Microsoft’s new drive to target Africa – the 4Afrika initiative, as the software giant’s marketing people have styled it – highlights the growing and deserved importance of the continent to global technology players.

Microsoft’s 4Afrika includes two major components. One is the launch, in partnership with Huawei, of a low-cost smartphone, the Huawei 4Afrika, which has been tailored to the African market and, of course, uses the Windows Phone operating system. (The Huawei 4Afrika will reportedly cost about $150, which as an aside is still quite pricey for its intended market.)

The second major component of the 4Afrika program sees Microsoft, somewhat unusually, getting involved in an infrastructure project, in this case a wireless broadband network in Kenya’s Rift Valley that will use white spaces (unused broadcast spectrum) and solar power to bring Internet connectivity to people living in remote, rural areas. Microsoft is working alongside the Kenyan government and local ISP Indigo on the Rift Valley broadband project.

Other elements of the 4Afrika project include a portal for SMEs; a training center that will offer technical and business courses; an AppFactory to encourage the development of African apps for the Windows Store; and a female empowerment portal, aimed at North African women.

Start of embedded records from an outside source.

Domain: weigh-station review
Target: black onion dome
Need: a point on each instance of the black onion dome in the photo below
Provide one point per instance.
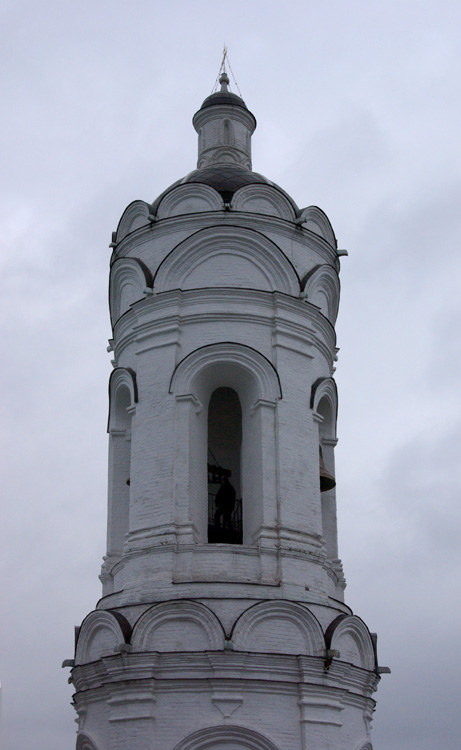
(226, 180)
(224, 98)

A lot of this is reminiscent of the activities that Microsoft’s arch-rival Google already has underway in Africa. Low-cost smartphones based on Google’s Android OS – such as the Huawei Ideos – have proved very popular in African markets, notably Kenya. Google is involved in network projects in Africa, such as the Wazi wifi service, again in Kenya. Google has a project to help small businesses in Africa to get online. Google has also worked hard to make its core search service available in African languages, and to encourage the creation of local content for YouTube.

So why are Microsoft and Google going to all this effort and expense? Most likely, it is due to the recognition that Africa offers one of the last big growth opportunities for access to the internet and all the products and services that are associated with that: devices; software; applications; content and advertising.

New submarine cables have improved Africa’s previously poor connectivity to the rest of the world in the past few years (although terrestrial connectivity often remains a bottle-neck). 3G and even 4G access networks are being rolled out on the continent. Economic growth and changing consumer behavior mean that there is rising demand for data services including Internet access. And that growth is taking place from a low base, which suggests that there is substantial further growth yet to come.

Some of the projects that Microsoft and Google have underway in Africa might not have an obvious commercial rationale. But helping small businesses to get online and providing broadband in remote areas helps to fulfill these technology giants’ broader aim of encouraging Internet use in Africa. Microsoft and Google are unlikely to complain if such efforts burnish their reputations locally. And along the way Microsoft and Google will be hoping that their websites, software and services are the ones that Africa’s new internet users come to regard as their default choice.